The Breathtaking Magnitude of Our Technology - abi
http://blog.abi.sh/2010/the-breathtaking-magnitude-of-our-technology/

======
ewams
People make fun of me all the time when I stop in the middle of what I (or we)
am doing and say, "Holy cow man, look at what we CAN do! Look at what we ARE
doing!" Dreams of 10 years ago became realities yesterday.

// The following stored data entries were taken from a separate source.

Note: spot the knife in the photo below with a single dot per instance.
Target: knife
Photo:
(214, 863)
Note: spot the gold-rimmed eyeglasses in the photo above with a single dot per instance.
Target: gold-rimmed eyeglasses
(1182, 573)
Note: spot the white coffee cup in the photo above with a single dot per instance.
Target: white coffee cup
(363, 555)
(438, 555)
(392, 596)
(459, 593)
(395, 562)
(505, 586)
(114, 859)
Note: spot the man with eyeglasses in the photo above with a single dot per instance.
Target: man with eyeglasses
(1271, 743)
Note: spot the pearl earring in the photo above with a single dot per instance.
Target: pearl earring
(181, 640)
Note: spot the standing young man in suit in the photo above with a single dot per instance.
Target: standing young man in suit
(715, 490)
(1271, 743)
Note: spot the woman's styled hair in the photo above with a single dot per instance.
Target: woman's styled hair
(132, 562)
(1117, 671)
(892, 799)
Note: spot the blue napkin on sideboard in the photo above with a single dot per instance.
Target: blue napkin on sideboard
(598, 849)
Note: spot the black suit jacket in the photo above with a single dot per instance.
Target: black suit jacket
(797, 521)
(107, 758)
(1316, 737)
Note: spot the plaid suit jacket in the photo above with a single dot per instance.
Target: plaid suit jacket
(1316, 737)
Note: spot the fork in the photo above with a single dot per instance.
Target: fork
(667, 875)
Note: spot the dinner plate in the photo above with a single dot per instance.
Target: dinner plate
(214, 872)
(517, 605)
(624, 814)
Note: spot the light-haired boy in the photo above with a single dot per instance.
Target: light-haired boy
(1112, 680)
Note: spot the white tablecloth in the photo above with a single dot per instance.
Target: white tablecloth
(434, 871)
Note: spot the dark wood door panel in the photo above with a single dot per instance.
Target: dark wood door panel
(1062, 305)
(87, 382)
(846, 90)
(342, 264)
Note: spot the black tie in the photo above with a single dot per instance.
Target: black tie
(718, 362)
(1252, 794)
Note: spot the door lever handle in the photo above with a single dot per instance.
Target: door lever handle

We have the ability to see things that are so small, you wouldn't even know
they were there otherwise. We can compute Pi to millions (billions!) of digits
before I can even say the first 4 out loud. [Mentioned in article] I live
video chat with a friend in China, which is on the other side of the planet,
thousands of KM and miles away. Millions (billions!) of people can all access
information from their homes or their phones, in the middle of no where. We
are communicating with a man made object that is over 20 BILLION kilometers
away from us. We can store thousands (millions!) of books in a device no
larger than a human finger. We can move several times faster than the speed of
sound. We can...

Simply amazing. It is humbling to be able to work with technology every day
and see what we can do. It is truly a blessing to know that even 5 years from
now we, the human race, will be doing things that people are only beginning to
imagine now. Here is to you technology, you make my pants shrink.

------
melling
The only commercial supersonic jet no longer flies. The Space Shuttle is being
retired without a replacement. It has taken months to stop the spill in the
Gulf. Billions of dollars spent and we can't cure cancer. We can't even cure
the common cold. Only a small fraction of the world even contributes to
progress. Most people live on a few dollars a day and are just trying to
survive.

In short, we have a long way to go, and there's a lot of work to do.